The San Jose, Calif.-based GPU cloud service provider won the award for “empowering healthcare and biotech organizations with AI training, fine-tuning and inferencing solutions to speed innovation and drive breakthroughs in AI-driven drug discovery,” Nvidia said.
“The company provides AI training, fine-tuning and inferencing solutions at every scale—from individual workstations to comprehensive AI factories—that help healthcare providers seamlessly integrate Nvidia accelerated computing and software into their infrastructure,” the AI computing giant added.
Cambridge Computer
Top Executive: Deena Berton, CEO
No. 233 on CRN’s 2024 Solution Provider 500 list, Cambridge Computer won the inaugural Innovation Partner of the Year award.
The Waltham, Mass.-based systems integrator received the honor for “supporting customers deploying transformative technologies, including Nvidia Grace Hopper, Blackwell, and the Nvidia Omniverse platform for physical AI,” according to Nvidia.
SoftServe
Top Executive: Harry Propper, CEO
SoftServe received the Service Delivery Partner of the Year award.
The Austin, Texas-based company was recognized “for its impact in driving enterprise adoption of Nvidia AI and Omniverse with custom Nvidia Blueprints that tap into Nvidia NIM microservices and Nvidia NeMo and Riva software,” according to Nvidia.
“SoftServe helps customers create generative AI services for industries spanning manufacturing, retail, financial services, auto, healthcare and life sciences,” it added.
TD Synnex
Top Executive: Patrick Zammit, CEO
TD Synnex won the Distribution Partner of the Year.
The Fremont, Calif.-based distribution giant received the honor for a second consecutive year because of its support for customers in “accelerating AI growth through rapid delivery of Nvidia accelerated computing and software, as part of its Destination AI initiative,” according to Nvidia.
Tata Consultancy Services
Top Executive: K. Krithivasan, CEO and Managing Director
No. 2 on CRN’s 2024 Solution Provider 500 list, Tata Consultancy Services won the inaugural Rising Star Consulting Partner of the Year award.
The Mumbai, India-based global consulting giant won the award in recognition of its “growth and commitment to providing industry-specific solutions that help customers adopt AI faster and at scale,” according to Nvidia.
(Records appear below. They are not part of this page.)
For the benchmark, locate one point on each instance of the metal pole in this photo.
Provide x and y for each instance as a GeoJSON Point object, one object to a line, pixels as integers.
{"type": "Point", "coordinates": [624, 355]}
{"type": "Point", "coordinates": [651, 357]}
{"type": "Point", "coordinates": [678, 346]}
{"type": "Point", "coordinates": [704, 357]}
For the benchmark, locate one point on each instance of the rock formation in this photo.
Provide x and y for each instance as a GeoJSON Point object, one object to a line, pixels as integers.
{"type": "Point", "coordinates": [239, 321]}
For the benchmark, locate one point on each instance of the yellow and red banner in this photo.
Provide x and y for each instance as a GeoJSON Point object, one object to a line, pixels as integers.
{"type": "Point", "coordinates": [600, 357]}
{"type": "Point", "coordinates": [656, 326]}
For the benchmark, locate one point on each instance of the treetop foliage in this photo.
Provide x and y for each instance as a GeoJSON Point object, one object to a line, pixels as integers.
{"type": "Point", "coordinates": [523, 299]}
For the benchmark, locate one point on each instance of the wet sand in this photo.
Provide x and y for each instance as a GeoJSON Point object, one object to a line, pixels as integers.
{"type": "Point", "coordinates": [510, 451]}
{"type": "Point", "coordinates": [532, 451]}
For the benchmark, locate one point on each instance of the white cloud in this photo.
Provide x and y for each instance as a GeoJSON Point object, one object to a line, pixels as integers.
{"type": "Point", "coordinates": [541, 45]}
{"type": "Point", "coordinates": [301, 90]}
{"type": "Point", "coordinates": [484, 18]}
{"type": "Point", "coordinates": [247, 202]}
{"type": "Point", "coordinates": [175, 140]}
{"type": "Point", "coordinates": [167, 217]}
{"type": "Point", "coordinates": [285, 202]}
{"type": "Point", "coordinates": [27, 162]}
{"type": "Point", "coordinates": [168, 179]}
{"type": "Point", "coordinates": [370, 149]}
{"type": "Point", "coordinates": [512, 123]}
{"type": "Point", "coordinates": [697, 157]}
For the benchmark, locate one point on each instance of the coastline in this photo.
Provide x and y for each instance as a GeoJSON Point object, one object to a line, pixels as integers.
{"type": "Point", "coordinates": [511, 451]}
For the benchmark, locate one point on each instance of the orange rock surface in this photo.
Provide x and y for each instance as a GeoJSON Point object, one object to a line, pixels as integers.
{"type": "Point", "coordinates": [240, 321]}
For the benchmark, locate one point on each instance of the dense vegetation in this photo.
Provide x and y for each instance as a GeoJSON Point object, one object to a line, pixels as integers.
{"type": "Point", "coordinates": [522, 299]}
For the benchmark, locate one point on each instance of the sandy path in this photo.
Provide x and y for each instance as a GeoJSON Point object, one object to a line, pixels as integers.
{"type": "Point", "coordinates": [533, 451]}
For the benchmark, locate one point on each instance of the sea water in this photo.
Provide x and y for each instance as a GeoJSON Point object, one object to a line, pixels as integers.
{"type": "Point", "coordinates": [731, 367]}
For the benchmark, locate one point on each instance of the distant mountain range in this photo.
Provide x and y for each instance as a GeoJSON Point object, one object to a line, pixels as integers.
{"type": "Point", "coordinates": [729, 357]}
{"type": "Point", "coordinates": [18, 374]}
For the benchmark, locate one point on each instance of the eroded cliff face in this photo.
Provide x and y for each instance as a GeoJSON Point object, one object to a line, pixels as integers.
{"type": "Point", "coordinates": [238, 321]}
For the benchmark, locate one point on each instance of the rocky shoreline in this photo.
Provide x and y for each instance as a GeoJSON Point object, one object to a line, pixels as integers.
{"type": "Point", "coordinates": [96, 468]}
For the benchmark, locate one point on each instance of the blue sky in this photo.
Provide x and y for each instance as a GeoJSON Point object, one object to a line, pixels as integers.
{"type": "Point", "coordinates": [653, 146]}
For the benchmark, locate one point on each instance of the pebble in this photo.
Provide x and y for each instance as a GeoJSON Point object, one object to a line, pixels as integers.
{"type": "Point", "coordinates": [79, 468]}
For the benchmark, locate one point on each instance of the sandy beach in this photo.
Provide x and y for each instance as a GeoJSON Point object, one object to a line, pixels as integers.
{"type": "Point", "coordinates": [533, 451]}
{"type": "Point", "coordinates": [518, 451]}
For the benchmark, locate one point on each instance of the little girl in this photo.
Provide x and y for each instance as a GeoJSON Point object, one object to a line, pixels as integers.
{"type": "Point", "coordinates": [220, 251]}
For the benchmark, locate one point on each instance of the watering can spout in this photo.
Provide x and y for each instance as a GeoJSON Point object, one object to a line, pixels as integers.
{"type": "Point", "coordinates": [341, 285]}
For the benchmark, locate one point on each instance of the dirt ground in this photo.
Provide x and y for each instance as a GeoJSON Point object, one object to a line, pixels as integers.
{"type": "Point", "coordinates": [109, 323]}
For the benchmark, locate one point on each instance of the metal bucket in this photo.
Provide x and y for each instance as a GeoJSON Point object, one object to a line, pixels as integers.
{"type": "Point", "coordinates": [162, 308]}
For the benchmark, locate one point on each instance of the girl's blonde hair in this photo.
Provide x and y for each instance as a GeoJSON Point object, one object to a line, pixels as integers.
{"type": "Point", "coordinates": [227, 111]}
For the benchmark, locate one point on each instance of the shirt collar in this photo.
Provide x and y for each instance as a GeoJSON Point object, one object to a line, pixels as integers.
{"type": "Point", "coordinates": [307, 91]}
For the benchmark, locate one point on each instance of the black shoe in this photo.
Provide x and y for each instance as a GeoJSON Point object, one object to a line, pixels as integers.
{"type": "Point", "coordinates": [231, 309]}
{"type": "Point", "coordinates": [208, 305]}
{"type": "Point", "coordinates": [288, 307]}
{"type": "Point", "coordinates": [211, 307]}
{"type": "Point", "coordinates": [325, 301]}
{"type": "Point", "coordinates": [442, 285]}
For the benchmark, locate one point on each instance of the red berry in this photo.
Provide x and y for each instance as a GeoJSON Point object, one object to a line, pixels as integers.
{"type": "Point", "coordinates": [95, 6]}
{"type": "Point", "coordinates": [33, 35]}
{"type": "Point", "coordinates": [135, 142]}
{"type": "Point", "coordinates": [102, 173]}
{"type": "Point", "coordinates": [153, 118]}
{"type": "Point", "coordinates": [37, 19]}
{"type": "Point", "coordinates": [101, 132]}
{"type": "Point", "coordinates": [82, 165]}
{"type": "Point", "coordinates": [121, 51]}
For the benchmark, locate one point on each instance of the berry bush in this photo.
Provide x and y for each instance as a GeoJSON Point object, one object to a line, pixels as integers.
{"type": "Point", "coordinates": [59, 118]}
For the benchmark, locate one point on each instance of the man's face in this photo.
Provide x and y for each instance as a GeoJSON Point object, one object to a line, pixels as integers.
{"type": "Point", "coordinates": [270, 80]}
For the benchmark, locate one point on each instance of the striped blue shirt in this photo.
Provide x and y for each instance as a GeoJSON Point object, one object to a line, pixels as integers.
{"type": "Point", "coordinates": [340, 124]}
“Through its recently launched business unit and center of excellence built on Nvidia AI Enterprise and Omniverse, TCS is poised to accelerate adoption of agentic AI and physical AI solutions to speed innovation for customers worldwide,” the AI computing giant added.
Hypertec
Top Executive: Simon Ahdoot, CEO
No. 81 on CRN’s 2024 Solution Provider 500 list, Hypertec received the Canadian Partner of the Year award.
The Montreal, Canada-based company was given the award because of its advancement of high-performance computing and generative AI across Canada,” according to Nvidia.
“The company has employed the full-stack Nvidia platform to accelerate AI for financial services, higher education and research,” it added.
Government Acquisitions
Top Executive: Jay Lambke, President
Government Acquisitions was named Public Sector Partner of the Year.
The Cincinnati, Ohio-based systems integrator was “recognized for its rapid AI deployment and robust customer relationships, helping serve the unique needs of the federal government by adding AI to operations to improve public safety and efficiency,” according to Nvidia.